Des bruits de pas résonnent au-dessus de leurs têtes, signifiant que la disparition du fauconnier de sa cellule a été alertée.
— Viens avec moi.
Draguir le presse dans sa proposition, mais Méric secoue la tête et sort son arme :
— Part Draguir, j'ai une dette envers toi que j'honore à présent, annonce-t-il solennellement, va-t'en et mets-toi à l'abri.
— Non, je ne pars pas sans toi, tu n'as pas à rester ici.
— Au contraire, il le faut !
Il s'arrête brusquement, et soupire, las et fatigué, avant de reprendre :
— Des rabatteurs ont été postés sur chaque route, va dans l'endroit où nous... Où on a l'interdiction de pénétrer.
— Le bois sacré... Et, Guénaël ? demande Draguir instantanément.
— Qui ?
— Le soi-disant fils du maître, a-t-il été libéré aussi ?
Méric n'a pas le temps de répondre que des voix s'intensifie dans la grotte adjacente.

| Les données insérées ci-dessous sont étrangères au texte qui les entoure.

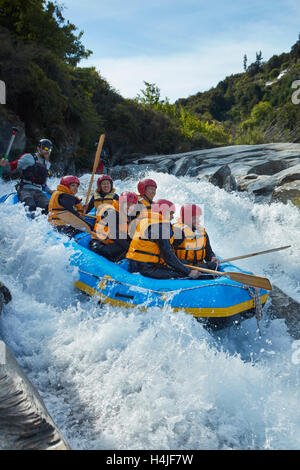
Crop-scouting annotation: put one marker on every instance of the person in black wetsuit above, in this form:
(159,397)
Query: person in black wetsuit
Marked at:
(111,238)
(104,194)
(35,169)
(150,251)
(64,198)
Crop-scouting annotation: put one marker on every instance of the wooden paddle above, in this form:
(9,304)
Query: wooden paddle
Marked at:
(70,219)
(96,162)
(247,279)
(254,254)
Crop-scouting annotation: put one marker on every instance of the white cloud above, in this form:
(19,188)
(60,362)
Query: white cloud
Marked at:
(178,76)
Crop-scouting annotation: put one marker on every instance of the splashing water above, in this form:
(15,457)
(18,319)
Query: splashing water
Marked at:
(118,379)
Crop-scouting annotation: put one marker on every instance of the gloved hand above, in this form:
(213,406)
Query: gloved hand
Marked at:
(194,274)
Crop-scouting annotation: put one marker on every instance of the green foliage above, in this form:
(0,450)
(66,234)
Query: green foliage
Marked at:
(41,22)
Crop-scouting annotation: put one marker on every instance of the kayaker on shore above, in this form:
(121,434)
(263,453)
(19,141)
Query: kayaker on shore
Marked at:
(150,251)
(104,194)
(64,199)
(111,238)
(191,242)
(34,172)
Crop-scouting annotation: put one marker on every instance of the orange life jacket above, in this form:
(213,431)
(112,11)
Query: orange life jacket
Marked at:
(144,201)
(54,206)
(142,248)
(103,230)
(109,198)
(192,249)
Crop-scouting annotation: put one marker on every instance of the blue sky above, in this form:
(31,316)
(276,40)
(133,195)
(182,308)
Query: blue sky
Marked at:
(183,46)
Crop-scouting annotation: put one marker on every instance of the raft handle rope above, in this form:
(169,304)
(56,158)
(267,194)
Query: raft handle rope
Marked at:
(257,305)
(104,278)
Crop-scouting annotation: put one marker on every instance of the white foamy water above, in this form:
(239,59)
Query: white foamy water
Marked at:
(118,379)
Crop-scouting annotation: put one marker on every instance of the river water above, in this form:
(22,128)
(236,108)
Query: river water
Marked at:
(118,379)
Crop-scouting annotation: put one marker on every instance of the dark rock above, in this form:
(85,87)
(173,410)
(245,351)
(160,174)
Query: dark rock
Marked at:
(269,168)
(24,420)
(287,192)
(223,179)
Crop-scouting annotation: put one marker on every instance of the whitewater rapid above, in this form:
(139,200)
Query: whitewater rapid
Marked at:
(118,379)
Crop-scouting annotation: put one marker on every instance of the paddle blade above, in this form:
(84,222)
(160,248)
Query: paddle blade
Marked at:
(249,280)
(70,219)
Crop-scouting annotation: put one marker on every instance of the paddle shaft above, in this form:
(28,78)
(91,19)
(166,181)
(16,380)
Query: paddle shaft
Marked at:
(96,163)
(243,278)
(253,254)
(70,219)
(11,141)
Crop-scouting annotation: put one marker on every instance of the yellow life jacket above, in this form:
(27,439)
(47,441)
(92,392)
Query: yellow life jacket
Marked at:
(103,231)
(54,206)
(142,248)
(192,249)
(109,198)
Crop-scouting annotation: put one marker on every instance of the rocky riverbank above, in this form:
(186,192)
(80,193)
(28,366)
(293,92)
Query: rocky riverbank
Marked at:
(269,172)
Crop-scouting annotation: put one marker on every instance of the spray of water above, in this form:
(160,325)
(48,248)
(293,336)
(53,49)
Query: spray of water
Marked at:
(119,379)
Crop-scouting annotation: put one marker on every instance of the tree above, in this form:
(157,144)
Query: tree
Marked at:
(150,96)
(41,22)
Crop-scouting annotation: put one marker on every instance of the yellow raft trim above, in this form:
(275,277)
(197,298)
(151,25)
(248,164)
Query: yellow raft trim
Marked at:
(196,312)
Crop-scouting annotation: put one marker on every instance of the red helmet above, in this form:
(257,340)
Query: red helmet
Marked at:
(67,180)
(102,178)
(128,197)
(187,211)
(143,184)
(162,206)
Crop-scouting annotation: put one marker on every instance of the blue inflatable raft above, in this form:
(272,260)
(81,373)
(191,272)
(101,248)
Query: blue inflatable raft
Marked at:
(217,302)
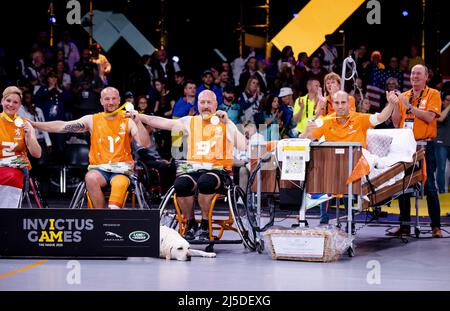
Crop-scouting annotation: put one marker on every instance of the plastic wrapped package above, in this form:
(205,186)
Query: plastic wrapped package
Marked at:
(322,244)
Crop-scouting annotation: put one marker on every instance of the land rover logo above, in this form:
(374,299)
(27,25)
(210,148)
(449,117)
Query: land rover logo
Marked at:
(139,236)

Il menace son ami avec son bâton pour qu'il parte de suite, mais Draguir attend la réponse à sa question. Le rabatteur râle en ne révélant rien de plus, alors que son compagnon plante son regard dans le sien.
— Je viendrai te sauver, ainsi que tous les jeunes enlevés impunément à leurs infortunés parents, annonce Draguir comme une ultime promesse.
Le fauconnier récupère les sacs et se dirige vers la sortie. En longeant la paroi, il trouve son destrier qui l'attend patiemment. Draguir balance les sacs sur le dos de sa monture et se hisse dessus malgré ses forces amoindries. Il s'allonge sur son destrier pour se confondre dans sa crinière, en insistant sur la bête de se rendre au bois sacré à vive allure en se détournant du chemin habituel.
Le canasson martèle deux coups à terre avant de se mettre à galoper comme si la mort lui colle au train. Draguir regarde en arrière et repère en haut de la falaise abrupte, Bastos hoche la tête leurs victoires. Le fauconnier se repositionne, et s'agrippe de toutes ses forces pour ne pas tomber. Il disparaît dans l'épais brouillard que produit l'eau de la mer des brumes.